While core infrastructure is becoming more standardized, most of the software supply chain lives outside the most visible components. Let us explain: the median customer sources about 74% of their images from the long tail of the catalog (images outside the top 20 in popularity). This reflects the reality that production environments extend far beyond a small set of widely used images.

Security risk follows the same pattern.

This quarter, 96.2% of CVE instances occurred outside the top 20 most widely used images. This is consistent with the previous report, which found that nearly all vulnerabilities were concentrated in long-tail projects.

The implication is straightforward: the images that teams interact with most frequently represent only a small portion of their actual exposure. The majority of vulnerabilities exist in dependencies that are less visible, less frequently updated, and often not directly owned by application teams.

Even across severity levels, the distribution holds. Critical, High, Medium, and Low vulnerabilities all follow the same pattern, with the overwhelming majority (96.18% on average) occurring outside the top 20 images. Attackers know what is popular, so they tend to look for vulnerable areas that are outside most users' top-of-mind.

As development accelerates and dependency graphs expand, managing the long tail becomes the central challenge of software supply chain security.

Compliance is reshaping adoption patterns

Regulatory requirements are increasingly influencing how organizations build and deploy software.

This quarter marks the first time a FIPS-compliant Chainguard image (python-fips) has reached the top 10 by customer count, even when FIPS and non-FIPS variants are combined into a single metric.
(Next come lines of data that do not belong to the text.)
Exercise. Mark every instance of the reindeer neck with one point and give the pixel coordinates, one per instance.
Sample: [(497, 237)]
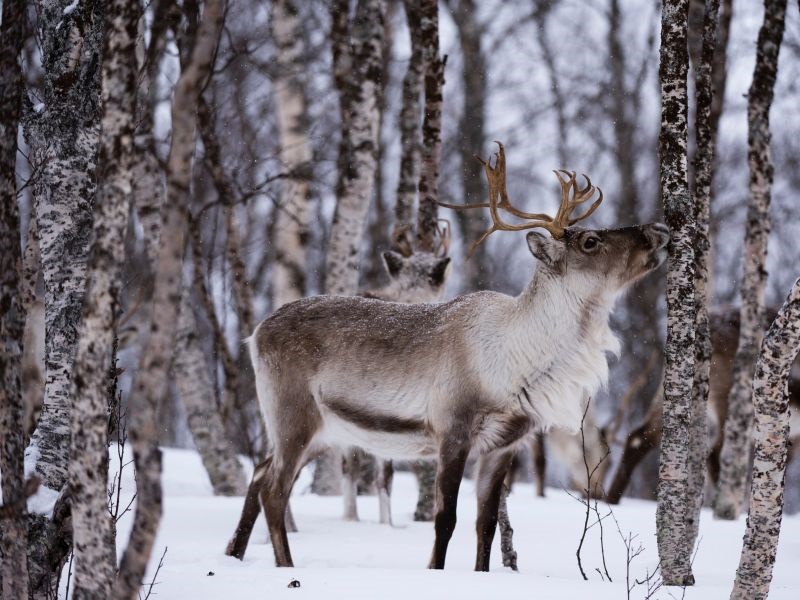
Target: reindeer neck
[(551, 306)]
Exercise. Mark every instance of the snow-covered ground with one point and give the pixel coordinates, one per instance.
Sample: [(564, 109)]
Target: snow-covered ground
[(366, 560)]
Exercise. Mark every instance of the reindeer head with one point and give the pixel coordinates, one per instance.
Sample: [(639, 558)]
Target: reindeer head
[(589, 260), (416, 276)]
This milestone reflects a broader shift toward compliance-driven adoption.

FIPS adoption is increasing across multiple runtimes. Python FIPS, Node FIPS, and nginx FIPS images all saw growth in customer counts over the quarter.
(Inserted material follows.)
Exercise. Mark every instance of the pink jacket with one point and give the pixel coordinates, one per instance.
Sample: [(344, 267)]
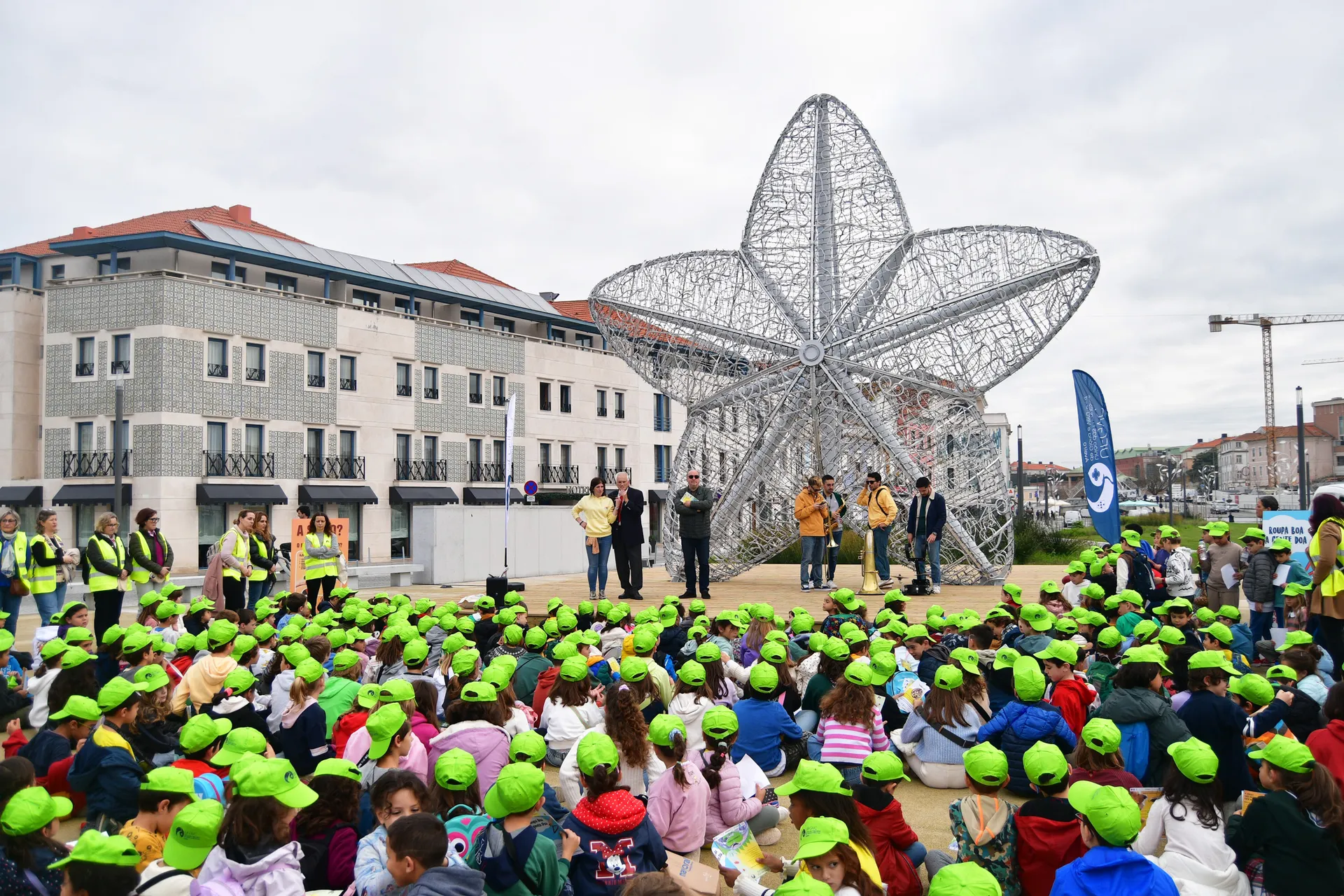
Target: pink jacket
[(727, 805)]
Overall, 42% of customers now run at least one FIPS image in production.

This reflects the growing influence of frameworks such as FedRAMP, PCI DSS, SOC 2, and the EU Cyber Resilience Act. Compliance is no longer limited to a subset of industries. It is becoming a baseline requirement for software that operates in regulated environments.

As a result, secure and compliant images are moving from optional to expected.
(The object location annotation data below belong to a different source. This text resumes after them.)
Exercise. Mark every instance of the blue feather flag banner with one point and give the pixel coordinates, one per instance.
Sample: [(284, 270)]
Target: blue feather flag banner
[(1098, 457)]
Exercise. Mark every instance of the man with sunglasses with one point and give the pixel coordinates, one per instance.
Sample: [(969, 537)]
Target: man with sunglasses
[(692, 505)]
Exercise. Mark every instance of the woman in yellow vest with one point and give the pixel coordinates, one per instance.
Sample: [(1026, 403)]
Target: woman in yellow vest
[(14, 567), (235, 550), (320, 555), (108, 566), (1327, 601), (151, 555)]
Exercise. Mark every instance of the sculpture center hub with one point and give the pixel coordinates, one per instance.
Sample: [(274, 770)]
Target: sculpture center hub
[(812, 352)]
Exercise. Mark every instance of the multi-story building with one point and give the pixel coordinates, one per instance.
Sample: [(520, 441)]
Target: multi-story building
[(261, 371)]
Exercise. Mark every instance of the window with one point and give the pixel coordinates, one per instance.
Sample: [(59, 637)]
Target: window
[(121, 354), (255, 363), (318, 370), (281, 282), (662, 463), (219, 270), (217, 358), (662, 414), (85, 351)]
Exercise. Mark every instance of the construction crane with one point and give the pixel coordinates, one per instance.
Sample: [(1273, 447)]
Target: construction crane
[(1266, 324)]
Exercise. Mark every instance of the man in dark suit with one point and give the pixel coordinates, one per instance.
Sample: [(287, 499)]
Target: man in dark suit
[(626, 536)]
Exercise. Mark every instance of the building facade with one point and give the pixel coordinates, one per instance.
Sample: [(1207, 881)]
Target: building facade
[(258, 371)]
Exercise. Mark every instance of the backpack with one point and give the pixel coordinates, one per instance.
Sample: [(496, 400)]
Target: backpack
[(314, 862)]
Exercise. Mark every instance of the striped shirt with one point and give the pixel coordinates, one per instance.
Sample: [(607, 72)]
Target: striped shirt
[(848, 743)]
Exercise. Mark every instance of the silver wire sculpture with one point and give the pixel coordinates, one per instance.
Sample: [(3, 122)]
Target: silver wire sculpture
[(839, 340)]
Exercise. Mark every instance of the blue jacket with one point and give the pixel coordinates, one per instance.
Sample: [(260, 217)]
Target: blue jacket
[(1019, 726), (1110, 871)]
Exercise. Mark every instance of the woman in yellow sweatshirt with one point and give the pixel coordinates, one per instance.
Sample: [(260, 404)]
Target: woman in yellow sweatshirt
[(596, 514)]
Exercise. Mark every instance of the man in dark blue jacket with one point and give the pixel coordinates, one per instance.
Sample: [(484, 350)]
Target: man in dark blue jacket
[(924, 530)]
A secure foundation for the AI era

The data from this quarter points to a clear trend. Software ecosystems are expanding. The number of unique images in use grew by 18%, reflecting broader adoption and more diverse workloads. At the same time, vulnerability discovery increased significantly, with a 145% rise in unique CVEs and a 3x increase in fixes.

Despite that growth, Chainguard’s remediation performance remained stable. Median fix times held steady, and high-severity vulnerabilities continued to be resolved quickly. This combination matters. It shows that it is possible to scale both coverage and responsiveness simultaneously.

As AI continues to accelerate development, the volume of code and dependencies will grow. The challenge for security teams is not simply to keep up with that growth, but to manage it in a way that maintains consistency and trust. The organizations that succeed will be those that treat security as part of the development system itself, rather than as a layer applied afterward.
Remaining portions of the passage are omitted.